Niemcy przygotowują się na nadchodzącą katastrofę. Czy ukaże się armagedon?
Do Niemiec wjeżdzaliśmy w poniedziałek przed południem. Na granicy, którą przekraczaliśmy w Świecku, nie było jeszcze dużych korków, ale jak zaczną się mistrzostwa Europy, można spodziewać się prawdziwego armagedonu. Już teraz trzeba odstawić swoje. W poniedziałek przekroczenie granicy zajął nam ok. 20 minut.
Na prawym pasie – poruszając się wolnym tempem – mijaliśmy sznur stojących tirów, a także wiele autobusów na polskich rejestracjach, które już po niemieckiej stronie granicy były zatrzymywane przez policjantów z długą bronią i wyrywkowo kontrolowane.
Niemcy wprowadzają szczegółowe kontrole przed Euro 2024. „Die Zeit” już kilka dni temu donosił, że Niemcy postawiły na zwiększenie poziomu bezpieczeństwa . Nie tylko na granicach wprowadzane są tymczasowe kontrole, ale podróżni ze strefy Schengen mają być kontrolowani także na lotniskach. Rząd Niemiec tłumaczy decyzję chęcią ustrzeżenia się przed terroryzmem, cyberatakami oraz chuligańskimi wybrykami.
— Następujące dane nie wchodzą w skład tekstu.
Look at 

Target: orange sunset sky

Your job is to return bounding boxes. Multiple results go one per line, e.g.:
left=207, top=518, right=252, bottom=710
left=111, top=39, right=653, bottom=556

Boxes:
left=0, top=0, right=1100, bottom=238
„Policja federalna ma chronić niemieckie granice, lotniska i kolej. Mieszkańcy nie mogą się doczekać mistrzostw Europy we własnym kraju, ale ich bezpieczeństwo jest dla nas najwyższym priorytetem” – mówi Nancy Faeser, szefowa niemieckiego MSW. Portal przypomina, że tymczasowe kontrole na niemieckich granicach nie są nowością. Zaledwie rok temu miały miejsce na granicach z Czechami i Szwajcarią, a od 2015 roku przeprowadza się je na granicy z Austrią.
Bezpieczeństwa podczas tegorocznych piłkarskich mistrzostw w Niemczech ma pilnować także 580 funkcjonariuszy policji z zagranicy. Mają zostać oddelegowani m.in. na dworce kolejowe. Turniej w Niemczech rozpocznie się 14 czerwca. Polacy pierwszy mecz, z Holandią, rozegrają dwa dni później. W grupie zmierzą się jeszcze z Austrią i Francją.